What people seem to want most, especially this time of year, with the divine mystery played out in front of us in slow motion in a week's time, is a reason to see the potential of redemption in our own suffering. In all the losses we experience in our own lives, we feel there has to be a reason why we experience the heartbreak we do. And so we look to the gospel, and there we see a very different picture of the meaning of suffering and death than what many of us have taken in most of our lives. It is not a matter of atoning for our sins, of a God exacting payment on our behalf, but of planting wheat, acres of it, so much that it can feed an entire kingdom.
Nowhere else does Jesus talk more about his own death than in this section of John's gospel, and I think it is because we are all a little dumbfounded by a life ending before we have had a chance to make sense of it. One of our great fears is that our own deaths will leave us unprepared, as our Great Litany says, that our own end will leave those we love groping for words. But no death happens in a vacuum; it happens within the context of a life that affects all those around it.
When Jesus hears about the arrival of the Greeks through Philip and Andrew, the disciples who had been with him since the beginning, he is allowing us to see the death he has predicted for himself through the prism of all he has given the disciples before the long goodbye he will soon offer them. Nowhere is it clearer in John's gospel that the death for which he prepares those closest to him is an extension of the life he has lived, one grounded in conflict with the authorities but shot-through with love for this new world coming into being. It is a death in utter faithfulness to the ministry of the kingdom he has cultivated, one that views his death of one piece with one who heals on the sabbath, gives sight to the blind, and raises the dead. If we would see Jesus, it is in the entirety of his life and death that nurtures the kingdom taking root all around him, a life grounded in the breaking of the power of this world, suffering so that we might see the fruit of a new world ripening before us.
The question is what such seeing does to us. It allows us to view the death of Jesus not as an act of a vengeful God but as a unity of a Father with his beloved Son, the work of a community of the divine drawing us to see differently in a radically altered world. It is like the world that Annie Dillard describes of patients given back their sight after the first cataract surgeries. Some go mad, she says, some refuse to open their eyes, what is before them is so shocking, so disorienting. But there is a twenty-two-year-old girl, so "dazzled by the world's brightness" she "kept her eyes shut for two weeks. When at the end of that time she opened her eyes again, she did not recognize any objects, but, ' the more she now directed her gaze upon everything about her, the more it could be seen how an expression of gratification overspread her features; she repeatedly exclaimed, "How beautiful"'"!

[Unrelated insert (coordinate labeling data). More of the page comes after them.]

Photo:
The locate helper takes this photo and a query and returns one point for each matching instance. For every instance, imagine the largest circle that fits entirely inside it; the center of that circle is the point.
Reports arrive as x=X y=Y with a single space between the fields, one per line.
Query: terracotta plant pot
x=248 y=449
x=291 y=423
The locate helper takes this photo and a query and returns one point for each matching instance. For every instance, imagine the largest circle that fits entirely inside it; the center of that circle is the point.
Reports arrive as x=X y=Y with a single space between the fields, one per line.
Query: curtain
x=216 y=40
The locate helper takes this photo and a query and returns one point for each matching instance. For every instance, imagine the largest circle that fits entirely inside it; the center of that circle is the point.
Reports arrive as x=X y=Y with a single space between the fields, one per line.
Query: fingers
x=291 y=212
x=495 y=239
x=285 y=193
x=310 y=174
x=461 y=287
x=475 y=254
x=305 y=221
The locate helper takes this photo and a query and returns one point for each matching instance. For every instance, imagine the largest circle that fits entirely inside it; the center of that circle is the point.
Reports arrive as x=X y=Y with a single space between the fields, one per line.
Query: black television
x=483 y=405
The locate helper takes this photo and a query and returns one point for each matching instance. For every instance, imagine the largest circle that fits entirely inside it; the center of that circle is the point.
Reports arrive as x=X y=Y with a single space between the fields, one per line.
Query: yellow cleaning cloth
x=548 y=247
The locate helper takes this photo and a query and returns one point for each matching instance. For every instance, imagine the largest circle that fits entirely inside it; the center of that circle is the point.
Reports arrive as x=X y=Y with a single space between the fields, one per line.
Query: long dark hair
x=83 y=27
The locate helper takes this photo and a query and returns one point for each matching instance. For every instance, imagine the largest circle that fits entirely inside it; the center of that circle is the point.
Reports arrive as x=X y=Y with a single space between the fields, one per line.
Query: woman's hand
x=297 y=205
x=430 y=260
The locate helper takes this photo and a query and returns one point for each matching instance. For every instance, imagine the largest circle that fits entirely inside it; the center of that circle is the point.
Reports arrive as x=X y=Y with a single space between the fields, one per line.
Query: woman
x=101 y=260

It is into such a world that we step inside the walls of Jerusalem. Once our own eyes clear, we hear a radically transforming idea of suffering, that if a grain falls into the earth and dies, it bears much fruit. It means that our own suffering, the hurt of our neighbor, of those we love, is re-made; in a moment when he glorifies himself and the Father, Jesus gives us a new vision of what a relationship with God and each other looks like from inside the kingdom that is coming into the world.
So the question is not whether we would see Jesus, but on whose terms, that of the world that is passing away or of the one taking root with his death. The fact is that this grain that falls in the coming weeks does so that we might grow with it, that we might see a world transformed by a death that becomes life for all of us. In John's terms, we have a choice, one which all of us have to make. It is the option of looking with mute incomprehension at the violence done to an innocent man who has preached love between his Father and all mankind, or opening our eyes at the fields of grain that he is cultivating in us and around us to say, "How beautiful"!